Relato publicado en la revista mexicana Aion el 1 de diciembre de 2022: 
https://aion.mx/literatura/la-paga-de-navidad


Se acabó el mundial de fútbol de Qatar 2022 y ya nos podemos olvidar, si no lo hemos hecho desde el principio, de los más de 6.500 trabajadores muertos en las obras de ese acontecimiento, ¿deportivo? Falta poco para celebrar la Navidad y dar la bienvenida al nuevo año, días en los que la gente, dicen, se acuerda de los más desfavorecidos y se propone cambios en su vida. Semanas en las que muchas personas hacen sus obras caritativas anuales para sentirse bien el resto del año y, de paso, desgravar un poquito. La iluminación navideña luce en todo su esplendor, para demostrar a Putin que no podrá con nosotros, y el consumismo supura por las venas saturadas de nuestro mundo cristiano-occidental.

Ese día, Leonor, una chica despierta, amaneció en su habitación con una sensación de bondad repentina.

—Mamá, he tenido una idea. 

—¿Sí, cariño?, ¿cuál?

—Quiero hacerle un regalo a un niño pobre. 

—Hija, ¡qué orgullosa estoy de ti! Seguro que tu padre también lo va a estar en cuanto se lo diga. 

—Le diré a mi ayudante de cámara que se ponga en marcha por las redes sociales y me busque uno, pero que sea español.

—Por cierto, ¿qué le vas a regalar?

—La pelota que me trajo papá del último Mundial. La del 7-0 a Costa Rica, que me obsequió la selección de fútbol.

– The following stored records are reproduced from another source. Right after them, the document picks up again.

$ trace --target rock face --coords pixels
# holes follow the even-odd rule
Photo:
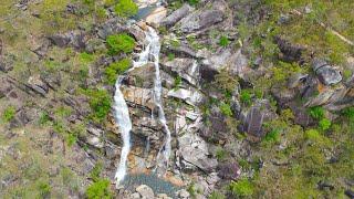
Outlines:
[[[184,33],[196,32],[221,22],[223,12],[218,9],[198,10],[180,20],[180,30]]]
[[[312,69],[324,85],[333,85],[342,81],[341,72],[323,60],[315,59]]]
[[[146,17],[145,21],[153,27],[158,27],[166,18],[166,15],[167,9],[165,7],[158,7],[152,13],[149,13],[149,15]]]
[[[296,62],[300,61],[302,51],[304,50],[300,45],[290,43],[289,41],[282,39],[281,36],[275,36],[277,44],[281,51],[280,59],[285,62]]]
[[[48,85],[41,81],[39,75],[30,76],[27,86],[42,96],[45,96],[49,92]]]
[[[252,136],[262,137],[266,133],[262,129],[263,123],[273,119],[275,116],[269,102],[260,101],[241,114],[242,129]]]
[[[186,169],[202,169],[210,171],[217,167],[218,161],[209,158],[207,143],[196,134],[187,133],[178,138],[178,154],[183,167]]]
[[[140,195],[140,198],[143,199],[155,198],[153,189],[146,185],[140,185],[139,187],[137,187],[136,192],[138,192]]]
[[[237,163],[223,163],[218,166],[218,176],[223,179],[236,180],[241,175],[240,166]]]
[[[175,23],[177,23],[179,20],[181,20],[184,17],[189,14],[189,12],[192,10],[192,8],[189,4],[184,4],[179,9],[175,10],[171,14],[169,14],[167,18],[165,18],[162,21],[162,25],[166,27],[173,27]]]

—¡Qué buena idea!, además está firmada por todos los jugadores. Eres digna hija de tu padre y heredera del trono. Él siempre dice que la gratificación ha de estar en función del gratificado. 

—¿Qué quieres decir con eso, mami?

—Que hay que dar lo justo para que todo continúe igual. 

—¿Y eso es bueno, mamá?

—Pues, sí, tu padre me hizo ver algo que, antes de casarme con él, no me había dado cuenta: es importante conservar a los pobres para mantener el equilibrio natural. 

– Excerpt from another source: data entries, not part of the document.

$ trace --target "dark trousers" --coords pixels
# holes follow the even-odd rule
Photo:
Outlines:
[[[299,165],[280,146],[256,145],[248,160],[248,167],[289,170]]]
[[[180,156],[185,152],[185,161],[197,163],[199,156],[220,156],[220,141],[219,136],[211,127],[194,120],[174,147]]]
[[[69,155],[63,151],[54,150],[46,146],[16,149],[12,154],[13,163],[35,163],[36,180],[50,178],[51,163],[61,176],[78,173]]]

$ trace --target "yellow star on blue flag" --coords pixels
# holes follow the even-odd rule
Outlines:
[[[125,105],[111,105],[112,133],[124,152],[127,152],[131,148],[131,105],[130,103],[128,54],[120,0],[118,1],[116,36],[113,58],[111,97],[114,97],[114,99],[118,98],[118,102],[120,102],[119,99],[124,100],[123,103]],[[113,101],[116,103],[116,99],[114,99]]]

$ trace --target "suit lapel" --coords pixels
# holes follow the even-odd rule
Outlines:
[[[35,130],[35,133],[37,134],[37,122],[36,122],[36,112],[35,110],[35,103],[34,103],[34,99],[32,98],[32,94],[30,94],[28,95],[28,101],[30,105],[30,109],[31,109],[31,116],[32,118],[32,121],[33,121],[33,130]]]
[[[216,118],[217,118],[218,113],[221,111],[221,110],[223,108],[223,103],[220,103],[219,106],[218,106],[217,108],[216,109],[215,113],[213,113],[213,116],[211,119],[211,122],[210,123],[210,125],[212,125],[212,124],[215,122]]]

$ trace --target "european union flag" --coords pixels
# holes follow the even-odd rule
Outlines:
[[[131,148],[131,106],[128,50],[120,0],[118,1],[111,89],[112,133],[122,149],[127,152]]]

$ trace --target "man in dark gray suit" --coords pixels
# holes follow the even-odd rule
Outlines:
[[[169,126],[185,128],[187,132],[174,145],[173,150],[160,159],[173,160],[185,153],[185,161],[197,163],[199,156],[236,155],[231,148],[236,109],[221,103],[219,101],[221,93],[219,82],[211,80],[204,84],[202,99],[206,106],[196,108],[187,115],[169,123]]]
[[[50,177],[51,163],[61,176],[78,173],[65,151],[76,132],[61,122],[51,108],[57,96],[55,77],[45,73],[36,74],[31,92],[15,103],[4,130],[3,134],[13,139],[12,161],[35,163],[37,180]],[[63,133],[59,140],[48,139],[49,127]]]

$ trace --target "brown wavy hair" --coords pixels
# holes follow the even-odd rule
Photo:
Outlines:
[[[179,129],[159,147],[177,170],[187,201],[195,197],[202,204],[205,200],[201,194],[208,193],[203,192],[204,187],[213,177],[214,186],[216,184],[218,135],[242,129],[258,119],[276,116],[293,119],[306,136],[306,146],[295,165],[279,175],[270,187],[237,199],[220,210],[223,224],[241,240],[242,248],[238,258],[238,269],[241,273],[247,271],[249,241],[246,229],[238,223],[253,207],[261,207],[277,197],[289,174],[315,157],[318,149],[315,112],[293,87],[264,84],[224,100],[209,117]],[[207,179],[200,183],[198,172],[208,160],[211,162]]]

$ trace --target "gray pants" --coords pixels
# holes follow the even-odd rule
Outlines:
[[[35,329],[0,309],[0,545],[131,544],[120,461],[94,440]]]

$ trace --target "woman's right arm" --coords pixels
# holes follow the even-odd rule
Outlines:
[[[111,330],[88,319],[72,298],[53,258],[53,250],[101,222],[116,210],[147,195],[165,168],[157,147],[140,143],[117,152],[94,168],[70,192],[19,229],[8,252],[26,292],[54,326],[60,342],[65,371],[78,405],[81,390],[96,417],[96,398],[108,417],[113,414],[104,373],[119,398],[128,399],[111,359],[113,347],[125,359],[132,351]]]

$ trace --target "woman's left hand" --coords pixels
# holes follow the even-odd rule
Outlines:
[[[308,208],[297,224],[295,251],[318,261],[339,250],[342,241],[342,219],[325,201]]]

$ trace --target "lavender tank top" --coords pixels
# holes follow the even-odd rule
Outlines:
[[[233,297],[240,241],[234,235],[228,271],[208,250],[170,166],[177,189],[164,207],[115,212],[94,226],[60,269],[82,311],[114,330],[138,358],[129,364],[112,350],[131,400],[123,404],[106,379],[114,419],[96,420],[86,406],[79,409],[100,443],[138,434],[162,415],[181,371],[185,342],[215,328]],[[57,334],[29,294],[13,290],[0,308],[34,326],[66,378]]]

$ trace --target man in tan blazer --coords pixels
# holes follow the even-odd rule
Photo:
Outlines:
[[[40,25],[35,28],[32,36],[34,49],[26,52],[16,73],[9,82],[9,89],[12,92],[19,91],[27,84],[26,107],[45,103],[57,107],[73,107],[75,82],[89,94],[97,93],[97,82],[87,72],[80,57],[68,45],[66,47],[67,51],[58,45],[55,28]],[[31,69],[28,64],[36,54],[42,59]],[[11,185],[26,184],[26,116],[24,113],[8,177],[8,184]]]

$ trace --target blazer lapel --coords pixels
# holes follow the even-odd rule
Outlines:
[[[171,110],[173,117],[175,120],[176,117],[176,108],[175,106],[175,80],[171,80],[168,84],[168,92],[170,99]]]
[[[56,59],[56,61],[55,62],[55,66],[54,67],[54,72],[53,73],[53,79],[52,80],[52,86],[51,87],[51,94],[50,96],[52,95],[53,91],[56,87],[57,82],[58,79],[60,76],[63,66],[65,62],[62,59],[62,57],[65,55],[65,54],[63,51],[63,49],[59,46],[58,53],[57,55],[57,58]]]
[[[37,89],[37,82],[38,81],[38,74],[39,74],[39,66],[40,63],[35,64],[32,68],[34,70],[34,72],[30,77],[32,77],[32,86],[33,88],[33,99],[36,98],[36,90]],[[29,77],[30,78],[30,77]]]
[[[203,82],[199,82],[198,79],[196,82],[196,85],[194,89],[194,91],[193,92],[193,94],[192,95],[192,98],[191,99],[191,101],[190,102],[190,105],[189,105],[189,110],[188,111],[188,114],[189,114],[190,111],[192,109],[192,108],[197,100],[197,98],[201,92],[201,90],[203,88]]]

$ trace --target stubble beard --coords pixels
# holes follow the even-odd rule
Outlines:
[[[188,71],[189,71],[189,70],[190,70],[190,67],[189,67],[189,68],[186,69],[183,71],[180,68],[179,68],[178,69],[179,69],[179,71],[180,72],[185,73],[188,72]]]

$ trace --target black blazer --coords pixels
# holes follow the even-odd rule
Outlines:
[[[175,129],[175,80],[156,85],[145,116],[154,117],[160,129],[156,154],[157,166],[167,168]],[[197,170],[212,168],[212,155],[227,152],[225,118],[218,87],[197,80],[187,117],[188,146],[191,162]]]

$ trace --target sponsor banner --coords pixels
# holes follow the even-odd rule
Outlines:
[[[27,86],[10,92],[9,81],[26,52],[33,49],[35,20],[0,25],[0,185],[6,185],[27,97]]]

—¿El equilibrio natural, mamá?

—Sí, sin nuestra generosidad, se morirían. Hay que conservarlos vivos, sacarlos de su miseria sería inmoral.


Mientras el personal de palacio se dedicaba a buscar a quién regalar la pelota, Alizia contactó con su amiga de yoga, Carmencita.

—Hola, Carmencita, soy Ali —dijo la Reina—, mira, chica, estoy buscando un niño pobre para una obra de caridad que Leonor quiere hacer en estas fechas navideñas, ¿conoces alguno?

—Pues, pobre, pobre, querida, no conozco a nadie. No debe de haber muchos, digo yo. Déjame que piense un poquito.

—Es difícil, ¿verdad? Por más que le doy vueltas —dijo Ali—, no acabo de pensar en nadie.

—El otro día —comentó Carmencita—, oí cómo Alvarito, el hermano de tu ex-cuñado, se quejaba porque tenía problemas económicos. Sin embargo, por eso no diría que sus hijos sean pobres.

—Gracias, chica. No te preocupes, aunque no me has sido de gran ayuda, la verdad. Bueno, te llamaré mañana para ir de compras, ¿vale? Ahora voy muy liada con esto.

—Sí, hasta mañana. Por favor, no te estreses, la salud es lo primero y España os necesita, cariño.

Alizia también se lo comentó a su secretaria. Esta, que no soportaba la idea de verla triste, le propuso un niño que veía delante de la iglesia por donde pasaba de camino a su casa.

—¿Es español? —pregunta Ali, preocupada.

—Sí, creo que sí. No obstante, Majestad —comentó la secretaria—, no sé si es buena idea un balón, quizás sea más útil ropa de abrigo. Lo digo, por el frío que hace.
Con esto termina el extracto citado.